David Parry grew more nervous.
“Witnesses you must have, not some old gossip.”
‘Wil Toplis saw him, he did, with that old pheasant in his–”
Elizabeth Francis cut him short.
“Wil Toplis?” she spat sneeringly. “He couldn’t see a cow in a field!”
David Parry backed away. He had delivered his message, he had done his duty.
Elizabeth Francis went in and slammed the front door shut. She stood for a few seconds in the long dark passage of the house. The grandfather clock with its silly swan face ticked with a comfortable velvet tick. Poaching again, she thought. Why can’t that wife of his control him?
She made her way into the cramped kitchen with its glowering range and its high-backed settle, upon which a small, red-haired child was curled reading a comic.
“Come here child. Take a message to your idle father.”
The child stood before her grandmother. Their eyes met, the same dark, deep eyes, the grandmother’s hard, the child’s wide and questioning.
“Tell your father that I want to see him – and not when he feels like it, but now.”
“But he’ll be in work now.”
“Nonsense! He’ll be in the West End; your father never wastes good drinking time by working.”
The child slammed the little gate of the house shut and set off down Sandy Road. “Always me,” she grumbled to herself, “always me running messages.” Her small hands were red from helping Mamgu with the washing and her arms ached from working the washing dolly.
A car swooshed past her going all of twenty miles an hour, mud splattering the hem of her too big dress.
The pub was crowded with noise and smoke as the child pushed her way past sweating, furnace-begrimed men, slaking the thirst of red hot ingots with the strong, thick ale brewed locally.
“Have you seen my father?” she asked no one in particular. A furnace blasted face looked down at her above a white sweat-cloth.
“Draw fana,” he said to her in Welsh, “over there bach.”
He pointed to a corner of the bar where a tall, red-haired man was holding court, talking in rapid Welsh to a spell-bound audience of three or four tin-plate workers in their metal-soled clogs. Dick Francis saw his youngest daughter and, mellowed by beer, lifted her in his arms and swung her above his head.
“Fy merch I,” he announced proudly, “my daughter.”
“No need to say that man.
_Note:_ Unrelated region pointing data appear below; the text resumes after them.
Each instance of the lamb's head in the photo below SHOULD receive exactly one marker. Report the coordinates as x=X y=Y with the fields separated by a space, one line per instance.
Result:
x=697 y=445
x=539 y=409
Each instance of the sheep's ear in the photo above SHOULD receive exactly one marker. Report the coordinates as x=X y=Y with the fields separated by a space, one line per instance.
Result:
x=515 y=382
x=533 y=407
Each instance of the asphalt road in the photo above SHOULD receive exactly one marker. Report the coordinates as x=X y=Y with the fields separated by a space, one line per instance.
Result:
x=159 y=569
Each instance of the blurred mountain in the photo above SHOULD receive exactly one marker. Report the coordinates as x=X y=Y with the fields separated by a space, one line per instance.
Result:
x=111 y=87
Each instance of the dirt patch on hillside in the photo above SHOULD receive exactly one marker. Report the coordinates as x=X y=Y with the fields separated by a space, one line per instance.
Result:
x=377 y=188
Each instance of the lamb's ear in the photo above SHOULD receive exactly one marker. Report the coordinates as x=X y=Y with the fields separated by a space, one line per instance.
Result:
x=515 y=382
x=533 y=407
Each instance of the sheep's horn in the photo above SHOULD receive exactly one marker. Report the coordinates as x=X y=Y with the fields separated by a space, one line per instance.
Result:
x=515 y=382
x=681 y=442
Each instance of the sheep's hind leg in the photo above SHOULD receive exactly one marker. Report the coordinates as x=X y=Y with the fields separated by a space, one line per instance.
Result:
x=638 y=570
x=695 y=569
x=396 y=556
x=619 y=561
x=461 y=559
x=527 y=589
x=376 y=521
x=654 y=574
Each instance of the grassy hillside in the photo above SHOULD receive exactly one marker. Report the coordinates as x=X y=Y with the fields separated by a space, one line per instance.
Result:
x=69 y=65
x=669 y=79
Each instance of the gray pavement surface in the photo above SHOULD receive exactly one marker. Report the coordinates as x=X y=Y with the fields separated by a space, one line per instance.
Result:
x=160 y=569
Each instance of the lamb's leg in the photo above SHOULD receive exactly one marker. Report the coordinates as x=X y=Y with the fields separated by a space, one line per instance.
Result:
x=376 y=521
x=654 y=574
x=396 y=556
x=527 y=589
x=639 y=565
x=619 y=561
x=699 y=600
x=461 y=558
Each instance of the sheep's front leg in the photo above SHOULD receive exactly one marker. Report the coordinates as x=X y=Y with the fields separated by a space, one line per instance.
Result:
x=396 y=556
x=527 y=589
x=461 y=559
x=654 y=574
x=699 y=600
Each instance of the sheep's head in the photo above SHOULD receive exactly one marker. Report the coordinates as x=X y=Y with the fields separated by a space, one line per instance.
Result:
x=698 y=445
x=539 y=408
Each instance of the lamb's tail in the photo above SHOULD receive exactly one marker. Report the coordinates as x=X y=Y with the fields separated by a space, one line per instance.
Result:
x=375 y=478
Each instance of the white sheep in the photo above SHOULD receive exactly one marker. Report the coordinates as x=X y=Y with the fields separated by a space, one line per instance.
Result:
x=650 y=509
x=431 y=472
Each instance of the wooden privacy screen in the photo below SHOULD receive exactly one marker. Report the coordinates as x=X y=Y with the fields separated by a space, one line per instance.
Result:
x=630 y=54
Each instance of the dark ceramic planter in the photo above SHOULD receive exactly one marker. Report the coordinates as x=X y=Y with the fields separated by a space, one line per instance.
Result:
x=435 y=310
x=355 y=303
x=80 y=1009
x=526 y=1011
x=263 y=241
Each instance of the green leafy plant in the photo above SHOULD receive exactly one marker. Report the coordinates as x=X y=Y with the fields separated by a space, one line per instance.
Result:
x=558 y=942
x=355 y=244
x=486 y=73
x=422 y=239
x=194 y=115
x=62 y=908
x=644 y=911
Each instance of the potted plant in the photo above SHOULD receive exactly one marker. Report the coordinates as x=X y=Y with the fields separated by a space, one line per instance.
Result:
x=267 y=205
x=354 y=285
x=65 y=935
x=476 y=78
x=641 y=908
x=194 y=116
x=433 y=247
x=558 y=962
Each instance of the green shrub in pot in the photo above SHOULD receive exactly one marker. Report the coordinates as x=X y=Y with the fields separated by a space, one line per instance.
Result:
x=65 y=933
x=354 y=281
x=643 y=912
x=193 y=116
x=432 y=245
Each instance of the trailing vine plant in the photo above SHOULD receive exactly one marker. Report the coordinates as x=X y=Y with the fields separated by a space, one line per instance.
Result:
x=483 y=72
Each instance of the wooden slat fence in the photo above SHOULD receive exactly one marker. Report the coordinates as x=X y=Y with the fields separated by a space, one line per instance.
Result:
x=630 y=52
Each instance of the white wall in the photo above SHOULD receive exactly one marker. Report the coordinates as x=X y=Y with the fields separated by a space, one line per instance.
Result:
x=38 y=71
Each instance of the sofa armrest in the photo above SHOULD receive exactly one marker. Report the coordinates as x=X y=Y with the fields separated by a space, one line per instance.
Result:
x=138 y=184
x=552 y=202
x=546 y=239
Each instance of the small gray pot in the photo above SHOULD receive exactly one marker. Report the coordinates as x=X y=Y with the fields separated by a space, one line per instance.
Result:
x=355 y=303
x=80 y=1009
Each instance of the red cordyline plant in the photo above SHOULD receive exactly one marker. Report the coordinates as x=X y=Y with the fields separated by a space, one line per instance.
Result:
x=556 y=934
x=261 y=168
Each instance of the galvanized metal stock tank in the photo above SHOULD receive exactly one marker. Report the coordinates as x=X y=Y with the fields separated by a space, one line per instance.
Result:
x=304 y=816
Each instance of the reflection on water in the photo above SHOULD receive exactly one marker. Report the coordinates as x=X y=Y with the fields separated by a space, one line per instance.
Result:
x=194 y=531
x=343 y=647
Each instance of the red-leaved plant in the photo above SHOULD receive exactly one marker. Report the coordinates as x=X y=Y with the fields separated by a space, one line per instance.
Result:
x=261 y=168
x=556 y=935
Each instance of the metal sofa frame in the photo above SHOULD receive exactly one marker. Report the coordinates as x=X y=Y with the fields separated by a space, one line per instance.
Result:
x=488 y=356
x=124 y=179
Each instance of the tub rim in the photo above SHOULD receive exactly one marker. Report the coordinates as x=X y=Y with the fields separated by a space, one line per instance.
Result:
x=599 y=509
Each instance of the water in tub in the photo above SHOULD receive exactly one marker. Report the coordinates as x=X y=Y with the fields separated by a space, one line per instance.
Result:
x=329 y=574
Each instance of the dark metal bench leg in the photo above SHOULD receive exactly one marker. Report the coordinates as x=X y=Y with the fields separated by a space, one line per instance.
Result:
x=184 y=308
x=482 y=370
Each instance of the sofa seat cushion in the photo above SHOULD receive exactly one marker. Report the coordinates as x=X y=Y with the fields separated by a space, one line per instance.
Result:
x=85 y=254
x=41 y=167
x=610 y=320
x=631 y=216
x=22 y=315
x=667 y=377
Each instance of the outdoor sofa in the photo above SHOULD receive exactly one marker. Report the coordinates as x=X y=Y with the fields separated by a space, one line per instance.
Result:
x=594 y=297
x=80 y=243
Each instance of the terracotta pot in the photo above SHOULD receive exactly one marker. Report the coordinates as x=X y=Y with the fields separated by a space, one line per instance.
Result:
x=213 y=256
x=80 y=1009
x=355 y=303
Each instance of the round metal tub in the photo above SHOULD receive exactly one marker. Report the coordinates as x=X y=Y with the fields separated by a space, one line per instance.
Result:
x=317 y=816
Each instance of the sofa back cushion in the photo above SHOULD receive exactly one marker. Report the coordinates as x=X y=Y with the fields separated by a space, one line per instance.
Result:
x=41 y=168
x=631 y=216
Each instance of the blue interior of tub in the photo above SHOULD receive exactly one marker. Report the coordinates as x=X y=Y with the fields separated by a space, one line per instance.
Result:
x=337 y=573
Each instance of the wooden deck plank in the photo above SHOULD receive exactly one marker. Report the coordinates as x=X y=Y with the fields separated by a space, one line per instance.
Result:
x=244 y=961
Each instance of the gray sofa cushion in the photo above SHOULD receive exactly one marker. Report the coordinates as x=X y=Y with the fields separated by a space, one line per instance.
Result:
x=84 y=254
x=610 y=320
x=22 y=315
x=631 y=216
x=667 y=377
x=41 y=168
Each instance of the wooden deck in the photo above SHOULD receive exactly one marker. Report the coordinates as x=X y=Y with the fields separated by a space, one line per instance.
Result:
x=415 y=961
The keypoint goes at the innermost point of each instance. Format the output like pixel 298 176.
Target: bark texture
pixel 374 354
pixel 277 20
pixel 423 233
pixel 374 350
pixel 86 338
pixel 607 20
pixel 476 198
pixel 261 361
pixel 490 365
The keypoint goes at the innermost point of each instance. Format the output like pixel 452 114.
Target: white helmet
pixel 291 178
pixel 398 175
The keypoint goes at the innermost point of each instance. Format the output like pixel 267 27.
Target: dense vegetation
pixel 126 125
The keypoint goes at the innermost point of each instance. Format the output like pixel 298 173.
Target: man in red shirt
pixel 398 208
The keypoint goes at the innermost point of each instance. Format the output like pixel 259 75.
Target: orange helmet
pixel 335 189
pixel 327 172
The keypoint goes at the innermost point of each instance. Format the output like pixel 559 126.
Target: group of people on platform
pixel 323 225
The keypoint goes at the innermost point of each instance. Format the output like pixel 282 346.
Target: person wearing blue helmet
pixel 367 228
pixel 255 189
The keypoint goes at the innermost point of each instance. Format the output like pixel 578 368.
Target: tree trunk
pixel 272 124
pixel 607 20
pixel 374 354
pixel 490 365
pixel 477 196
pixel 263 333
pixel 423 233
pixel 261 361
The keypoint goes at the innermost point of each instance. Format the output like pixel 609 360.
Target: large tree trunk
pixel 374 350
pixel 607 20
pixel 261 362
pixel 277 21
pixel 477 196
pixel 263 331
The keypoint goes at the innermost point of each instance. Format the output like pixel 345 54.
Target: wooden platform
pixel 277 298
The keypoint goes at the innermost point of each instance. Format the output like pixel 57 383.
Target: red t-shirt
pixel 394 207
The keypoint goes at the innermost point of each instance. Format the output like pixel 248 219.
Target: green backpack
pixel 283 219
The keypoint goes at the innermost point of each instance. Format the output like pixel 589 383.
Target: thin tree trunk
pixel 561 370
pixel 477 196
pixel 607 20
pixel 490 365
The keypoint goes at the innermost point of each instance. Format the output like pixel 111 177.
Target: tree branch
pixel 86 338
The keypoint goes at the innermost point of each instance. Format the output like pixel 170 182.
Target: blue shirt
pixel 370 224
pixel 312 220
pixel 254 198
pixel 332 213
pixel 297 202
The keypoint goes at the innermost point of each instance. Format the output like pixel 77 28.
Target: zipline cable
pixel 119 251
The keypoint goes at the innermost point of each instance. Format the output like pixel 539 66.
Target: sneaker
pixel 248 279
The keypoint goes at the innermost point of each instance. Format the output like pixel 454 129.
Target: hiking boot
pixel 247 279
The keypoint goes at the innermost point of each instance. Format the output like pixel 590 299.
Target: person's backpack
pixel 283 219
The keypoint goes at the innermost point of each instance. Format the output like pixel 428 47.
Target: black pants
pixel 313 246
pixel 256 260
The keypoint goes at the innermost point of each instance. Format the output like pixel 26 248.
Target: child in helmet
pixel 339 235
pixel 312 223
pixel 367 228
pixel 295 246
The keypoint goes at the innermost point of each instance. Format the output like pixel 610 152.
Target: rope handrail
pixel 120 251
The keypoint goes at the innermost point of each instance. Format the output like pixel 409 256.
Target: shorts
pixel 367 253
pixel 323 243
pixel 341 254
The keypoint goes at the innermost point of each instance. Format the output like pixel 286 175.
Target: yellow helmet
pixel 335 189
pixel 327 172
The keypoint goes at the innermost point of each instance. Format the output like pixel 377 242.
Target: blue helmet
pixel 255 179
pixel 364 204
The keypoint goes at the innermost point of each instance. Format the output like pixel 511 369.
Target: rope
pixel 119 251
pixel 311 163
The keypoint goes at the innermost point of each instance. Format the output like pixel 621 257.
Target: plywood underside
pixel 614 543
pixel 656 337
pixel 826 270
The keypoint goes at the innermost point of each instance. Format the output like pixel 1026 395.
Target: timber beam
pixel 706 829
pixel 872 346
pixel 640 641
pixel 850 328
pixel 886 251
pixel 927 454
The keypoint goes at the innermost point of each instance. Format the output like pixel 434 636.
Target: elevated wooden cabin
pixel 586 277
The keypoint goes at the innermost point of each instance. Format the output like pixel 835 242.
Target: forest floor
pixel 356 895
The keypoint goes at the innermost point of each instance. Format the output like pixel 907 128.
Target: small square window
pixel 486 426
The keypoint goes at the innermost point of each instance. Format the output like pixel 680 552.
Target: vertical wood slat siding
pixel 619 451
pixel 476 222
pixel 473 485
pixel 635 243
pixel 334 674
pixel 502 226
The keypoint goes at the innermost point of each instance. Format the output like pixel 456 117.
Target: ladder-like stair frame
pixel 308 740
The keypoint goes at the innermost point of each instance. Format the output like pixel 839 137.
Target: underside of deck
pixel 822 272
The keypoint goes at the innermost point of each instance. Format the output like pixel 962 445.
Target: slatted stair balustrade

With that red hair she couldn’t be anyone else’s child.”
The men laughed and made a fuss of the girl, who was oblivious to their laughter and teasing.
“Mamgu wants you,” said the child breathlessly and a little afraid.
“Tell her I’ll come at stop-tap,” said Dick, placing the child on the bar counter.
“But she said now,” said the child urgently.
Something in her tone convinced him this was not a request from Elizabeth, but a command.
Dick swore softly to himself. What right had his mother to treat him like a child? After all, he was married now with four daughters of his own, and a wife that had much the same spitfire quality as his mother – far too much he sometimes thought.
Nevertheless, he bade farewell to his mates and walked unsteadily towards his maternal home, the child trotting at his side.
Mother and son faced each other in the little parlour.
“Well?” said Elizabeth, questioningly.
“Well what?” answered her son sullenly.
“You know very well what. I’ve just had a visit from David Parry – it’s poaching you’ve been again!”
“Who says I’ve been poaching?”
“Wil Toplis, you fool, he’s been after you for years, swore he’d see you behind bars and this is his chance.”
“Damn Mam, he’s always saying that but he’s not done it yet.”